Richard Quinnell is an award-winning British blacksmith with an international reputation.
He has produced some of the most important ironwork of the twentieth century, including the gates to Shakespeare’s Globe Theatre in London, the coat of arms for the British Embassy in Rome and the gates to the National Ornamental Metal Museum in Memphis, Tennessee. He founded the British Artist Blacksmiths Association in 1978 with his first wife Jinny, and they founded Fire and Iron Gallery in 1982. Following Jinny’s death in 1988 their daughter Lucy took over Fire and Iron. He founded the Quinnell School of Blacksmithing with his second wife Pauline in 1996.

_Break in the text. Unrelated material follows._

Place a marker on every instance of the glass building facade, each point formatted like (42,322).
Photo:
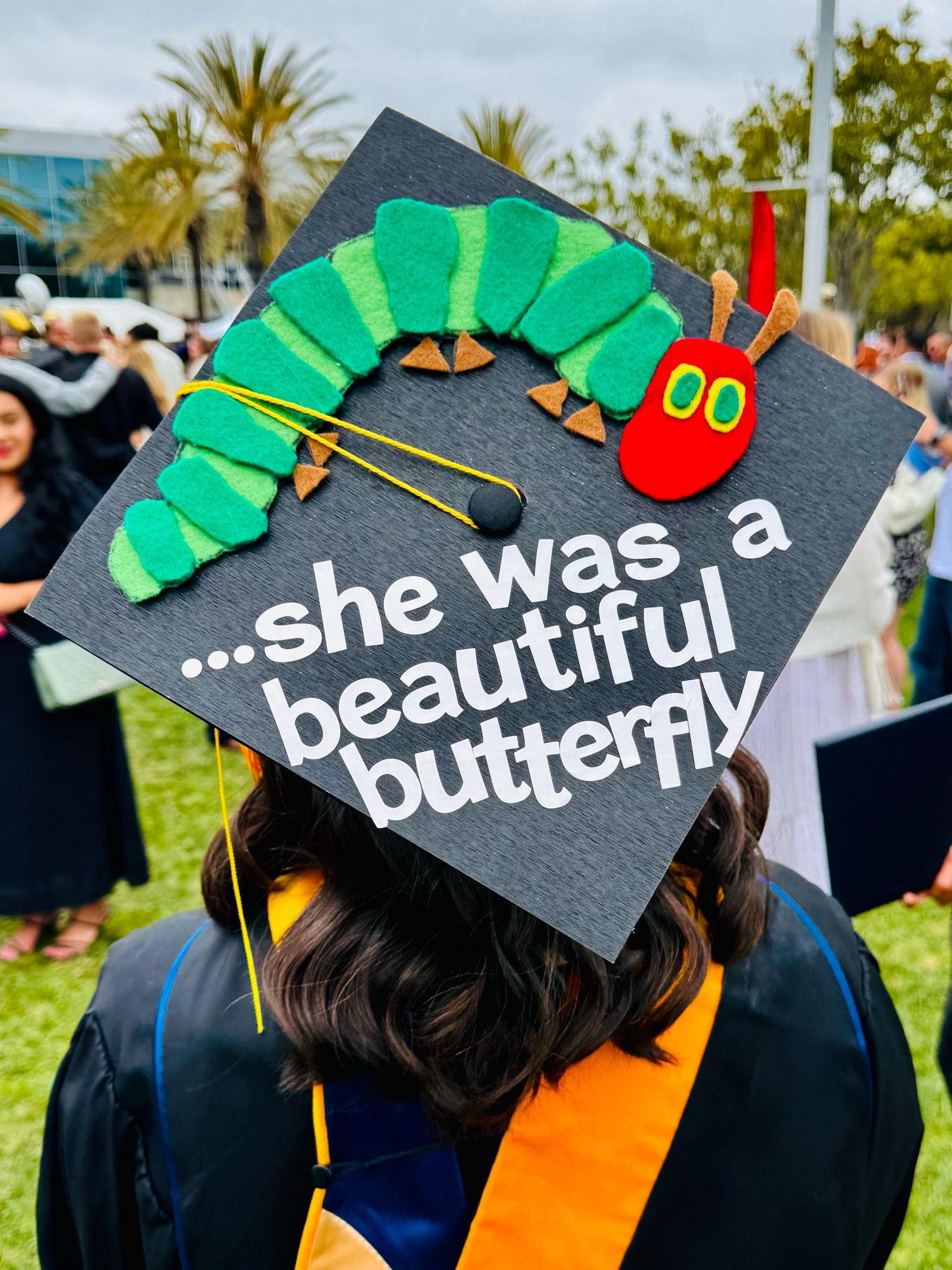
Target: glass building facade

He began restoring important historic ironwork in the 1960s, at a time when there were no ethical rules to guide him. By the 1980s, he was highly respected in his field of conservation and restoration, so much so that the Crafts Council invited him to sit on their conservation committee for a number of years. Richard has a long standing connection with the College and Herefordshire. He has held the role of external assessor for our Artist Blacksmithing course, and has curated exhibitions and organised conferences highlighting the excellence of blacksmithing across the region.

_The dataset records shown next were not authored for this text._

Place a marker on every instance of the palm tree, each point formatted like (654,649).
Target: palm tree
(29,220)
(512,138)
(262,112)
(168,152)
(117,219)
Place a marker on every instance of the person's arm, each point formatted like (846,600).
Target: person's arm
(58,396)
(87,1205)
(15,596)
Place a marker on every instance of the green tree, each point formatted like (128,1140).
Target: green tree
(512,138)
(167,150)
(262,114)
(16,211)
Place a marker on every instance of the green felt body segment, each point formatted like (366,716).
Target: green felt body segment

Richard has a long list of prestigious commissions to his name including Wren’s eight transept grilles at St Paul’s Cathedral in London. He has exhibited, curated, lectured and written about blacksmithing at an international level for over fifty years. Richard is a Freeman and Companion of the Worshipful Company of Blacksmiths has been awarded an MBE for his part in the revival of British Blacksmithing.